"The Goldilocks scenario for the economy and markets continued to play out nicely in Friday's labor market report," he wrote, referencing the situation in which the economy would experience declining inflation while avoiding a recession.
"Friday's data came in strong, with a slight upward revision to the previous two months of payroll reports. The unemployment rate dropped to 3.8%, backing right into a sweet spot for unemployment between 3.6%- 4%," Siegel wrote.
"I was also happy to see the average hours worked bounced up to 34.4, which is a positive sign. We're back up to the 24-year average after a dip earlier this year.

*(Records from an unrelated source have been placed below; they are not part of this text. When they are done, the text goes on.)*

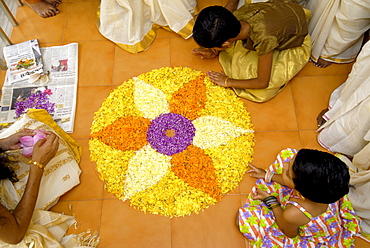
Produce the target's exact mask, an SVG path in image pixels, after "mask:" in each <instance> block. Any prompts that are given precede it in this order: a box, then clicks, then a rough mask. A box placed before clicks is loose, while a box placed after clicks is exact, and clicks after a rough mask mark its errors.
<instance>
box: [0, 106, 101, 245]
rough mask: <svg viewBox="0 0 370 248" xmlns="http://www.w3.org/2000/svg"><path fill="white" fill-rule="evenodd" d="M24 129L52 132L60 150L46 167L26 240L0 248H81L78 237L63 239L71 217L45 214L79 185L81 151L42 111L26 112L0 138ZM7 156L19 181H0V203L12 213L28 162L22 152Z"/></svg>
mask: <svg viewBox="0 0 370 248" xmlns="http://www.w3.org/2000/svg"><path fill="white" fill-rule="evenodd" d="M24 128H29V129H33V130H34V129H44V130H46V131H52V132H54V133H55V134H57V135H58V136H59V138H60V139H59V148H58V151H57V154H56V155H55V157H54V158H53V159H52V160H51V161H50V162H49V163H48V165H47V166H46V167H45V171H44V174H43V177H42V179H41V184H40V190H39V195H38V198H37V202H36V206H35V211H34V213H33V216H32V220H31V223H30V226H29V228H28V231H27V233H26V235H25V237H24V238H23V240H22V241H21V242H20V243H19V244H17V245H11V244H8V243H5V242H3V241H0V247H1V248H29V247H32V248H42V247H48V248H62V247H66V248H67V247H68V248H71V247H77V246H78V247H84V246H83V244H82V243H81V242H79V240H80V239H79V237H78V236H77V235H68V236H66V237H64V236H65V234H66V232H67V229H68V228H69V227H70V226H71V225H72V224H74V223H75V222H76V220H75V217H74V216H68V215H64V214H60V213H54V212H51V211H47V210H48V209H49V208H51V207H52V206H53V205H54V204H55V203H56V202H57V201H58V199H59V197H60V196H62V195H63V194H65V193H66V192H67V191H69V190H71V189H72V188H73V187H75V186H76V185H78V184H79V183H80V180H79V176H80V173H81V170H80V168H79V166H78V163H79V162H80V158H81V152H82V149H81V147H80V146H79V145H78V144H77V143H76V142H75V141H74V140H73V139H72V138H71V137H70V136H69V135H68V134H66V133H65V132H64V131H63V130H62V129H61V128H60V127H59V126H58V125H57V124H56V123H55V122H54V121H53V120H52V118H51V116H50V115H49V114H48V113H47V112H46V111H45V110H43V109H35V110H29V111H28V112H27V114H26V115H23V116H22V117H21V118H19V119H18V120H17V121H16V122H15V123H14V124H12V125H11V126H10V127H9V128H7V129H6V130H5V131H4V132H2V133H1V134H0V138H6V137H8V136H10V135H12V134H13V133H16V132H18V131H20V130H22V129H24ZM8 155H9V159H10V160H14V162H15V165H14V166H13V169H14V171H15V173H16V175H17V178H18V179H19V181H18V182H16V183H12V182H10V180H8V179H6V180H2V181H0V202H1V204H3V205H4V206H5V207H6V208H7V209H9V210H10V211H11V210H14V209H15V207H16V206H17V204H18V202H19V201H20V199H21V197H22V195H23V192H24V190H25V187H26V183H27V179H28V173H29V166H30V165H29V164H28V163H27V162H28V161H29V158H26V157H24V156H22V154H21V150H14V151H9V152H8ZM92 238H93V239H97V237H96V236H94V237H92ZM95 245H96V244H95ZM85 247H87V246H85ZM89 247H93V246H89Z"/></svg>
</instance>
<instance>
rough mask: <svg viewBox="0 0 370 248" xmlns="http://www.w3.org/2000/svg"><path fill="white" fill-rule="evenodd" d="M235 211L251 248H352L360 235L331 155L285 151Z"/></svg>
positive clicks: (267, 171) (346, 197) (345, 172)
mask: <svg viewBox="0 0 370 248" xmlns="http://www.w3.org/2000/svg"><path fill="white" fill-rule="evenodd" d="M250 167H251V170H249V171H248V173H250V176H252V177H255V178H258V180H257V182H256V185H255V186H254V187H253V189H252V192H251V193H250V194H249V196H248V199H247V202H246V204H245V205H244V206H243V207H242V208H240V209H239V228H240V231H241V232H242V233H243V235H244V236H245V237H246V238H247V239H248V240H249V242H250V244H251V245H252V247H353V246H354V245H353V242H354V239H355V238H356V237H357V236H358V234H359V232H360V227H359V218H358V217H357V216H356V215H355V212H354V210H353V208H352V205H351V203H350V201H349V200H348V197H347V196H346V194H347V193H348V191H349V178H350V176H349V171H348V168H347V166H346V165H345V164H344V163H343V162H342V161H341V160H340V159H339V158H337V157H335V156H334V155H332V154H329V153H326V152H321V151H318V150H310V149H301V150H299V151H298V150H295V149H289V148H288V149H286V150H283V151H281V152H280V153H279V155H278V156H277V159H276V160H275V162H274V163H273V164H272V165H271V166H270V167H269V168H268V170H266V171H265V170H263V169H261V168H257V167H255V166H253V165H250Z"/></svg>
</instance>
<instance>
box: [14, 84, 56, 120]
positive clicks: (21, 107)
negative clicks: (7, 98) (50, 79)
mask: <svg viewBox="0 0 370 248" xmlns="http://www.w3.org/2000/svg"><path fill="white" fill-rule="evenodd" d="M52 94H53V93H52V92H51V90H50V89H45V90H44V91H41V90H34V91H31V94H30V96H29V97H26V98H24V99H23V98H21V99H19V100H18V101H17V102H16V103H15V104H14V108H15V114H16V117H17V118H18V117H20V116H21V115H22V114H24V113H26V112H27V110H28V109H45V110H46V111H47V112H48V113H49V114H52V113H54V111H55V103H52V102H50V99H49V96H50V95H52Z"/></svg>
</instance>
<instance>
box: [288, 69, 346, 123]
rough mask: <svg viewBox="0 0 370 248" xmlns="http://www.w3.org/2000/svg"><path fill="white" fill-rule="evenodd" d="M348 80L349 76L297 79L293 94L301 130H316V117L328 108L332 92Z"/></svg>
mask: <svg viewBox="0 0 370 248" xmlns="http://www.w3.org/2000/svg"><path fill="white" fill-rule="evenodd" d="M346 79H347V75H346V74H343V75H336V76H312V77H296V78H294V79H293V80H292V84H291V86H292V94H293V100H294V105H295V110H296V116H297V121H298V127H299V129H316V128H317V122H316V117H317V115H318V114H319V113H320V111H321V110H322V109H324V108H327V106H328V103H329V98H330V94H331V92H333V90H334V89H336V88H337V87H338V86H339V85H341V84H342V83H343V82H344V81H345V80H346Z"/></svg>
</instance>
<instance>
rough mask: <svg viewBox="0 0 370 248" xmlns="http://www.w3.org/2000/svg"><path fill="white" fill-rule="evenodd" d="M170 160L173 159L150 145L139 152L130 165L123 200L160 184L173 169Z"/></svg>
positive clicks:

There was also a slight tick up in the participation rate, which is very good for labor market slack and wage pressure concerns."
Unemployment claims rose to the exact middle of Siegel's desired range of 200,000 to 240,000, he noted. "So, both the unemployment rate and jobless claims moved to the center of our sweet spots — not too hot or cold."
Consumer Price Index inflation data for March, to be released Wednesday, will provide important information for assessing potential Federal Reserve action on interest rates, Siegel suggested.
The economist said he considers the shelter component of inflation to be overstated by the Bureau of Labor Statistics, and it represents two-thirds of the increase in the CPI year over year.
"The early call is for year-over-year core CPI (which excludes food and energy prices) to decelerate to 3.7%, which would be the lowest level since the COVID-19 pandemic began. A lower reading, which is very possible, will bring a nice equity rally," he wrote.